4. Sur les demandes accessoires
En application de l’article 696 du code de procédure civile, Mme [M] [F] et M. [D] [U] qui succombent à l’instance, seront condamnés aux dépens, en ce compris notamment le coût du commandement de payer.
Eu égard à la situation respective des parties, il n’y a pas lieu à condamnation au titre de l’article 700 du code de procédure civile et la Sasu Action Logement Services sera déboutée de sa demande de ce chef.

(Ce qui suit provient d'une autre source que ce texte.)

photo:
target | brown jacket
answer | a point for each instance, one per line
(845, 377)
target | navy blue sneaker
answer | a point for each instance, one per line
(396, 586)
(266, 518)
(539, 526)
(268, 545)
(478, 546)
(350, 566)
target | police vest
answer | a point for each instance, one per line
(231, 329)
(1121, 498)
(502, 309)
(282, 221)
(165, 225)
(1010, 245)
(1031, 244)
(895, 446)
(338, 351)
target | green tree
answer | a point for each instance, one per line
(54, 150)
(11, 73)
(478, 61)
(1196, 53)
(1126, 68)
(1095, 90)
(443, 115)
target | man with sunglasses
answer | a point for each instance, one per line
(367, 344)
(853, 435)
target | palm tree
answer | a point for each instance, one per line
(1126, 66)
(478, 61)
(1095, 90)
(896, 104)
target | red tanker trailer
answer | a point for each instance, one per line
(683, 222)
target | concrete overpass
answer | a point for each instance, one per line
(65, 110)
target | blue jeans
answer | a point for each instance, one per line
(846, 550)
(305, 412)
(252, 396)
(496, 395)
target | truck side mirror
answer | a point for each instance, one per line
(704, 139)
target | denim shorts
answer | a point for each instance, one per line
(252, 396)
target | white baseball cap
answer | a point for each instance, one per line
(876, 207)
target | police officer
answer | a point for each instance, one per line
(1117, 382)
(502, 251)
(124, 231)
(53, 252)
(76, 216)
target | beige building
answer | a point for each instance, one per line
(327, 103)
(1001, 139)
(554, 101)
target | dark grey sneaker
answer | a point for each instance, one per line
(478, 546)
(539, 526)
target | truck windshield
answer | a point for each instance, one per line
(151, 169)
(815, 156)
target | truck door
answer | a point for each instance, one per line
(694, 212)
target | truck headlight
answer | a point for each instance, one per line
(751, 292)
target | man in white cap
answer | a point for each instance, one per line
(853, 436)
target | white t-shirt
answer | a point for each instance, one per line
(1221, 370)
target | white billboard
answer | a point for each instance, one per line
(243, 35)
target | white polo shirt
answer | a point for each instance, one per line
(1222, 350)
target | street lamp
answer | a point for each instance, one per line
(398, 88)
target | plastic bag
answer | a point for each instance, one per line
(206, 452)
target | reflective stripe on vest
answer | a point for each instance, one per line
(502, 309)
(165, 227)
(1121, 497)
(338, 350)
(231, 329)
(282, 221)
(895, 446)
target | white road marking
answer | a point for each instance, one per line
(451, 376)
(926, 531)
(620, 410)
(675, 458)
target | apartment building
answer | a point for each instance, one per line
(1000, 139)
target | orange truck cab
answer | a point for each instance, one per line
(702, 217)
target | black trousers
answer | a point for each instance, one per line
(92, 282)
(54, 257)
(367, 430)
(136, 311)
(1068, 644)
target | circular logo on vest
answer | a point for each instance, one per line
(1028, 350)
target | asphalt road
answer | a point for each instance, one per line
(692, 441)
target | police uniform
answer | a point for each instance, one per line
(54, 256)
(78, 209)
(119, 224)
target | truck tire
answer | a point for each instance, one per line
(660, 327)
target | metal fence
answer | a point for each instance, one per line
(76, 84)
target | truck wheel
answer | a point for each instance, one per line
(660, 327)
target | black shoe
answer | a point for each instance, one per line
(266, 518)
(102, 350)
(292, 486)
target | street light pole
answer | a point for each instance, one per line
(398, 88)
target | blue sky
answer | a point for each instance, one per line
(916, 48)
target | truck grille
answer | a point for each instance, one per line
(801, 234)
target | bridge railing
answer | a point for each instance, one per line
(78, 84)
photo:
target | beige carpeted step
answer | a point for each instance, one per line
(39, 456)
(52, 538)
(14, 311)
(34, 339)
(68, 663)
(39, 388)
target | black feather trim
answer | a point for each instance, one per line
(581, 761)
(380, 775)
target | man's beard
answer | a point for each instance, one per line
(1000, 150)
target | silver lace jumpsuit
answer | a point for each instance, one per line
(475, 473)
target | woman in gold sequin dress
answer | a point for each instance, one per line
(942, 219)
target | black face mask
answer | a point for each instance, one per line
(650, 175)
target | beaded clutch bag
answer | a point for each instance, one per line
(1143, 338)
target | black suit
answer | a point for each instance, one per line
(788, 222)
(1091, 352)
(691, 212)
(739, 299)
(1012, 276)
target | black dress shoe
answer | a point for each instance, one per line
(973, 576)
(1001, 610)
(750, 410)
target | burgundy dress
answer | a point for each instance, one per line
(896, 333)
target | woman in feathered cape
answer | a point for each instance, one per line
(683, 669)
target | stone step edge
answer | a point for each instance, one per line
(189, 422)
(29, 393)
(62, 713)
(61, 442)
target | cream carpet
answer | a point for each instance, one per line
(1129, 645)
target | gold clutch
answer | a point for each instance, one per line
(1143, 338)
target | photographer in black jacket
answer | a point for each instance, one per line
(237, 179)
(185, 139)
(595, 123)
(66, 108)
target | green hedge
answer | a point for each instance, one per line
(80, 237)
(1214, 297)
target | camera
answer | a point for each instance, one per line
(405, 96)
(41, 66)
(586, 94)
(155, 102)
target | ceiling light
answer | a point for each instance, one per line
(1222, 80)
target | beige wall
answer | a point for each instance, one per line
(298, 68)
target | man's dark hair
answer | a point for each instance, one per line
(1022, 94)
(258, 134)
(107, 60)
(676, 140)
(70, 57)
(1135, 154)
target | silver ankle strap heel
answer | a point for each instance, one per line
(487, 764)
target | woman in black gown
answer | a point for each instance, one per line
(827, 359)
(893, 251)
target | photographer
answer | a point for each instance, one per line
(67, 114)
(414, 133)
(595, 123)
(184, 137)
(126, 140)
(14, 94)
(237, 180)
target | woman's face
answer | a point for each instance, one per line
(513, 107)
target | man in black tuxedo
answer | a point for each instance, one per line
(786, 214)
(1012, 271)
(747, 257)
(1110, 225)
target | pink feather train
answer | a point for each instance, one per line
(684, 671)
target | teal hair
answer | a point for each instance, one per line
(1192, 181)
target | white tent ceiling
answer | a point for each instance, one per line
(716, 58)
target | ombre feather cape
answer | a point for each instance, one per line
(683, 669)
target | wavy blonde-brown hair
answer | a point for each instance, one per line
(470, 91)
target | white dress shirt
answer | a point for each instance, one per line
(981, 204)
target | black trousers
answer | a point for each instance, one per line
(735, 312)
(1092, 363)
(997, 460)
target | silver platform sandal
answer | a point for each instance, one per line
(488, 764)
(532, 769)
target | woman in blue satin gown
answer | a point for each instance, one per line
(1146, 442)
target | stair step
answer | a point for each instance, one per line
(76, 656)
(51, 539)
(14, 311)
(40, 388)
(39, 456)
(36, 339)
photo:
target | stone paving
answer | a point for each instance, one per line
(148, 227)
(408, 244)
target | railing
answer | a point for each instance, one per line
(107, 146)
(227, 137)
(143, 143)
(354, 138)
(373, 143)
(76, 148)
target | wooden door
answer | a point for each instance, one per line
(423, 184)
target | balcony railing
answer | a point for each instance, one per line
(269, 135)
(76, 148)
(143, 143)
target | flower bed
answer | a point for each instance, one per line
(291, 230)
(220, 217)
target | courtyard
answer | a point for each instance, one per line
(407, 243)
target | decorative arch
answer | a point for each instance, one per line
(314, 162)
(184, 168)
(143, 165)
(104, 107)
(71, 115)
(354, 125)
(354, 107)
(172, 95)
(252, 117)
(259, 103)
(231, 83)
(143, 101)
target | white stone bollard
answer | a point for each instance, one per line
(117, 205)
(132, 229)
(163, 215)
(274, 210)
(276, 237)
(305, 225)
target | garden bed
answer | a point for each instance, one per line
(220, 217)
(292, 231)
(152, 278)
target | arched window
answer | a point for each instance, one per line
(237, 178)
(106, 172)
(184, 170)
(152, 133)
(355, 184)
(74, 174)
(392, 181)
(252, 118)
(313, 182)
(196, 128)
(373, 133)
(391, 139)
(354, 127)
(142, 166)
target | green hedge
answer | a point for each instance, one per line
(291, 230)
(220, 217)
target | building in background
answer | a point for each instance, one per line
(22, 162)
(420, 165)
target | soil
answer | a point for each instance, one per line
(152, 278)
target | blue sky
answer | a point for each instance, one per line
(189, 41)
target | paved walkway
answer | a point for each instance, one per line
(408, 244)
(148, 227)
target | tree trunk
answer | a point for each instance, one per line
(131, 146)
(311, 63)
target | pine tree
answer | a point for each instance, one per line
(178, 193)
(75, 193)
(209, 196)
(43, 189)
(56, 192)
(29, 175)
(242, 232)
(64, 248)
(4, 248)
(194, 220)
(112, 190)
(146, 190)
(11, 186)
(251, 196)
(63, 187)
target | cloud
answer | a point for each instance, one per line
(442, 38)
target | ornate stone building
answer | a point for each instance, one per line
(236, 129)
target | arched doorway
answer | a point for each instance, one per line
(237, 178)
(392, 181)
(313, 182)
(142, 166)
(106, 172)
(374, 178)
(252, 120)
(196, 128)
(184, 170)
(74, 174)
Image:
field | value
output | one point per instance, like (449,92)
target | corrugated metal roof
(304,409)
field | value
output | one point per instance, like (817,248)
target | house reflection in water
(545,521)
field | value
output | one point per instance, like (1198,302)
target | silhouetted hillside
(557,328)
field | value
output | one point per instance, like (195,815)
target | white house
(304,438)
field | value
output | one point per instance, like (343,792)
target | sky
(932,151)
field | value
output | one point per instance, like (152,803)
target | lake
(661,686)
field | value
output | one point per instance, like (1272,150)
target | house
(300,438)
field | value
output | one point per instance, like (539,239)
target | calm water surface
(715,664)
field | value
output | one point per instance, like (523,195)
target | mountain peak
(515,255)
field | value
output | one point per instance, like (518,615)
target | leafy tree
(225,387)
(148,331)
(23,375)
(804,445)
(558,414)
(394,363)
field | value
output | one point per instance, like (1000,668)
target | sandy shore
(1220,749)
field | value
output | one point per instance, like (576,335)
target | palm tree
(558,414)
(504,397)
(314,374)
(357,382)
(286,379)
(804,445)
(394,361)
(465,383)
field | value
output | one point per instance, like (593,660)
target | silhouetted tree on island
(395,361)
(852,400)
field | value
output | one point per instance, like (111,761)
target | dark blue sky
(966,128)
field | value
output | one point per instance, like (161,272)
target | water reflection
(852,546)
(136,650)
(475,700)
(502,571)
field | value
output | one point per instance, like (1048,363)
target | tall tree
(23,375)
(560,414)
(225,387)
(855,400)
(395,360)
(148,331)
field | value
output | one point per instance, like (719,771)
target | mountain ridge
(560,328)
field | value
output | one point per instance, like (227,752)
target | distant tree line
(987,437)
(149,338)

En application des dispositions de l’article 514-1 du code de procédure civile, le présent jugement est de droit exécutoire à titre provisoire.
PAR CES MOTIFS
Le juge des contentieux de la protection, statuant après débats en audience publique, par jugement réputé contradictoire en premier ressort, rendu par mise à disposition au greffe,
CONSTATE que la Sasu Action Logement Services est subrogée dans les droits et actions de M. [K] [S] ;
CONSTATE que les conditions d’acquisition de la clause résolutoire figurant au bail conclu le 05 octobre 2020 entre M. [K] [S], d’une part et Mme [M] [F] et M. [D] [U], d’autre part, portant sur le logement situé [Adresse 5] à [Localité 7] sont réunies à la date du 12 juin 2025 ;
DIT n’y avoir lieu à l’octroi de délais de paiement ;
ORDONNE à Mme [M] [F] et à M. [D] [U] de quitter les lieux dès la signification du présent jugement ;
DIT qu’à défaut le bailleur sera autorisé à faire procéder à leur expulsion ainsi qu’à celle de tous occupants de leur chef avec si nécessaire le concours de la force publique ;
RAPPELLE alors que l’expulsion ne pourra avoir lieu qu’hors période hivernale et à l’expiration d’un délai de deux mois suivant la délivrance d’un commandement d’avoir à quitter les lieux ;
CONDAMNE solidairement Mme [M] [F] et M. [D] [U] à payer à la Sasu Action Logement Services la somme de 1151,79 euros, au titre des loyers et charges arrêtés au mois de juillet 2025 avec intérêts au taux légal à compter du commandement de payer du 11 avril 2025 sur la somme de 1035,34 euros et pour le surplus à compter de l’assignation ;
CONDAMNE solidairement Mme [M] [F] et M. [D] [U] à payer à la Sasu Action Logement Services une indemnité d’occupation égale au montant contractuel du loyer et des charges qui auraient été dus en cas de maintien du bail, jusqu’à leur départ effectif des lieux ;
DIT n’y avoir lieu à condamnation au titre de l’article 700 du code de procédure civile et DEBOUTE la Sasu Action Logement Services de sa demande de ce chef ;
CONDAMNE solidairement Mme [M] [F] et M. [D] [U] aux entiers dépens, en ce compris le coût du commandement de payer;
RAPPELLE que le présent jugement est de droit exécutoire à titre provisoire.
Ainsi jugé et mis à disposition le 20 novembre 2025.